LimonViola · 08/03/2018 19:37

crunchymint I think we've been discussing this for many many pages and will no doubt continue to do so until the thread runs out of space!

crunchymint · 08/03/2018 19:37

cuboidal There is an actual blind person who has posted many times on site stuff complaining about the problems with the site. She does use it, but finds it very frustrating as there are many problems. Go and read her posts.

blastomama · 08/03/2018 19:37

And whatever your views on the morality of it, "we must retain cash for the benefit of homeless people and illegal immigrants" is not an argument you're going to win commercially

I don't think I need to win it, I think cash isn't going anywhere for a very long time yet.

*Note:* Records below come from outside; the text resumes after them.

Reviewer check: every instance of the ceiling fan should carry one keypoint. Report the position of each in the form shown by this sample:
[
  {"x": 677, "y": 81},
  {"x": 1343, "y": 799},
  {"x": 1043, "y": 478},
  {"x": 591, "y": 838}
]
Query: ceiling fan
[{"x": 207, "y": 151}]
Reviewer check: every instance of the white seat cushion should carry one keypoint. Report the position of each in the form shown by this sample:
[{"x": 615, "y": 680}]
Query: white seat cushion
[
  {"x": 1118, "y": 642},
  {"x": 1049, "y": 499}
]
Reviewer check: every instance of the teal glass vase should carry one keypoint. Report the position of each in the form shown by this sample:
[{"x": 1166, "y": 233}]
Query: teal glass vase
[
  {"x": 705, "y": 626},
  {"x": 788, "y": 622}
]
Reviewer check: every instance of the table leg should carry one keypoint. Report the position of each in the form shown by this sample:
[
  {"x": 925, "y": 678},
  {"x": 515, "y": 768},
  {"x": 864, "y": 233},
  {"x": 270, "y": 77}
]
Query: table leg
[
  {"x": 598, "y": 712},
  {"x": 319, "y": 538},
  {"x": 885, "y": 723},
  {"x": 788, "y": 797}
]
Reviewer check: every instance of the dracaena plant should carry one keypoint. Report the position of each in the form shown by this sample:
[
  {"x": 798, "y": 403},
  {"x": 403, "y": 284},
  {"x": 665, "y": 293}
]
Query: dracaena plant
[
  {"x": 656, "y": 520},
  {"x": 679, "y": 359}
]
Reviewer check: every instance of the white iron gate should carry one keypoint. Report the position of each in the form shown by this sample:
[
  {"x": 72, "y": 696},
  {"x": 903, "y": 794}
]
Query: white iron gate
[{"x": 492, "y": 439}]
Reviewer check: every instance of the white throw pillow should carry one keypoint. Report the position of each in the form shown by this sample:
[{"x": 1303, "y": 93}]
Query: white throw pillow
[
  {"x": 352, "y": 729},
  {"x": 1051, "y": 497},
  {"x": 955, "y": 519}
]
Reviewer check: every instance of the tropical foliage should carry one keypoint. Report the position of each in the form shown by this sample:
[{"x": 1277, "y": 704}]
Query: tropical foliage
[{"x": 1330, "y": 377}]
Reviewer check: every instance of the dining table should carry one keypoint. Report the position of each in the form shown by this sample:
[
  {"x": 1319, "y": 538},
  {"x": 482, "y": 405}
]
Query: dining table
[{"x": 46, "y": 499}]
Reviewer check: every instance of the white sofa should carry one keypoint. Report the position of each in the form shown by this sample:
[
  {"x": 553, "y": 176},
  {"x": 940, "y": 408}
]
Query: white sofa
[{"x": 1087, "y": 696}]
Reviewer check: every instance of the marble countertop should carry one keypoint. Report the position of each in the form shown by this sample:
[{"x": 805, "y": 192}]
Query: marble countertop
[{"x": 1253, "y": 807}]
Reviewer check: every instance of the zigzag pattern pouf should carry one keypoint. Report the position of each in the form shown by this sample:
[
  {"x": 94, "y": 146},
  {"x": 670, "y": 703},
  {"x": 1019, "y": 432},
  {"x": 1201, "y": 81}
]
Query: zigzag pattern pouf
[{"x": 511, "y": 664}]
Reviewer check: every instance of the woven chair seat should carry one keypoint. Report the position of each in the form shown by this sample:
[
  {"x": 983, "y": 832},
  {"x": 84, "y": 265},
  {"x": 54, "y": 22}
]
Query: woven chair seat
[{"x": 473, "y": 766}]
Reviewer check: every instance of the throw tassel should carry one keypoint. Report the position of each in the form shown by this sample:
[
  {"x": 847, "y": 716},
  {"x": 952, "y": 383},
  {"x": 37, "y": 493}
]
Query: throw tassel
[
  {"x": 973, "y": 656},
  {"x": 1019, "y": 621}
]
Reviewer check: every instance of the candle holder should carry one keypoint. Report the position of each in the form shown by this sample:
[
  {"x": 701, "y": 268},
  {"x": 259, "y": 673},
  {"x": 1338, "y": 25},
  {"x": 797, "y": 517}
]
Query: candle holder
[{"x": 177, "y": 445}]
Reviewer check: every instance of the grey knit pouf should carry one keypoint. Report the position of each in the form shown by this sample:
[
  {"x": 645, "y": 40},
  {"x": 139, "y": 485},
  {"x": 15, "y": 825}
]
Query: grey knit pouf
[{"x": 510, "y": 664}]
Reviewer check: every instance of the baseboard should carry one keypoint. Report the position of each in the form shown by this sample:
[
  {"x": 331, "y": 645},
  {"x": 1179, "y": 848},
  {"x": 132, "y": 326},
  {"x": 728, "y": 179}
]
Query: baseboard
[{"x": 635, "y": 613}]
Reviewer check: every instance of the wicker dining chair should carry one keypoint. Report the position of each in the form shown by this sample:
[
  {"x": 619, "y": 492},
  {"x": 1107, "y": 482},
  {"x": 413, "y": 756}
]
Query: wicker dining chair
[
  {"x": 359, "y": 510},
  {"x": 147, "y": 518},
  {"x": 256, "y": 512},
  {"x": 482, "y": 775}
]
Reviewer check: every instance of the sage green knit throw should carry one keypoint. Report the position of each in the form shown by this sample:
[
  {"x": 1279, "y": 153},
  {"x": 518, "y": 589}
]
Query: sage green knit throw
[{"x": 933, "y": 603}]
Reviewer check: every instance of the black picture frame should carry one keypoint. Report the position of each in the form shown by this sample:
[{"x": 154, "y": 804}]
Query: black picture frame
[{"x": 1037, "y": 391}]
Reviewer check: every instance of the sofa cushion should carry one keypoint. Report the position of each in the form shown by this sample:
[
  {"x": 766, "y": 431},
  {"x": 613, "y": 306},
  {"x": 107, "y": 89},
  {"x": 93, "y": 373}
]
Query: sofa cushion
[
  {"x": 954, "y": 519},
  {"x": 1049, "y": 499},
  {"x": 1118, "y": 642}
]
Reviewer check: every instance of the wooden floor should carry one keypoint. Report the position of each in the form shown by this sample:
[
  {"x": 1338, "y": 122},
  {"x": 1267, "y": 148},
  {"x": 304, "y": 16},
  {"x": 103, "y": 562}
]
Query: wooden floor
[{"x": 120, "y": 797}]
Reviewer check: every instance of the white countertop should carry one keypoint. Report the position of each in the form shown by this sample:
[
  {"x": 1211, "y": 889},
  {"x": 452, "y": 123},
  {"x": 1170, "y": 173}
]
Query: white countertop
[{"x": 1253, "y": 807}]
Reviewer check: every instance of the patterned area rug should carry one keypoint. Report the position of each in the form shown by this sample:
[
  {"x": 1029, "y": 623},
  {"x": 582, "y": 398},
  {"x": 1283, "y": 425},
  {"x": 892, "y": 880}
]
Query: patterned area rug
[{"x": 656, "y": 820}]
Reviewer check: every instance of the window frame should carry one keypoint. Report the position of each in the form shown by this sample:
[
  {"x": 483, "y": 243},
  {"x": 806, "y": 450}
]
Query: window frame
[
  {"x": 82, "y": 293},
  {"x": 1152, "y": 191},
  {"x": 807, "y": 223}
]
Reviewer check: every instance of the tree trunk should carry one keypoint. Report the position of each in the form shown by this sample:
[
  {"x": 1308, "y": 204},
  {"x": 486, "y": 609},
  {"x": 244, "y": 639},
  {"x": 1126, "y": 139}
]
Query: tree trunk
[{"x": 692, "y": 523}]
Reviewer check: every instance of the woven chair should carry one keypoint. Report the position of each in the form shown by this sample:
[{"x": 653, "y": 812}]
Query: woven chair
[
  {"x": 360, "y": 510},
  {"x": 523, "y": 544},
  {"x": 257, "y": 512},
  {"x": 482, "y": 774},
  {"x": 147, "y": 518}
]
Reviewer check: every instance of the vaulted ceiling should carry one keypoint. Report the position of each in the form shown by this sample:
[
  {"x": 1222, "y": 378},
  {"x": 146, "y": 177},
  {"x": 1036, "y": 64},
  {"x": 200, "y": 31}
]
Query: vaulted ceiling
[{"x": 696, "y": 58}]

LimonViola · 08/03/2018 19:37

If society does become cashless in 10 years time, I will simply have to spend more time helping my parents access services they currently access independently

There's time. Teach a man to fish or embrace defeat before even trying and make a rod for your own back.

Ruth1988 · 08/03/2018 19:38

If I have cash I just seem to spend it on who knows What!
I suppose I am kind of lazy too - just out of the habit I guess or forget to cash point when I run out so it's not a choice I make as such just something that happens 😊

crunchymint · 08/03/2018 19:39

cuboidal Do you read my posts? They are more technologically savvy than me. Buy my mums hand shakes and my dad has real problems with his memory and gets confused. IT IS THEIR DISABILITY THAT IS THE ISSUE. THEY ARE NOT STUPID. AS I HAVE SAID BEFORE.

CuboidalSlipshoddy · 08/03/2018 19:39

The 1.5 million is people who want accounts but can't have them. If you add all the people who don't have them for other reasons its much higher.

No, it isn't.

www.financialinclusioncommission.org.uk/facts

"1.5 million adults remain unbanked in Britain today"

"Only about half of the unbanked would like a bank account."

It isn't "much higher" at all. It's 1.5m who are unbanked, with 750 000 who want a bank account. I can't quickly find figures as to what the blockers are. You're not helping your argument by trivially-rebuttable exaggeration.

crunchymint · 08/03/2018 19:39

Her hands shakes very badly, much worse than that guy you posted about.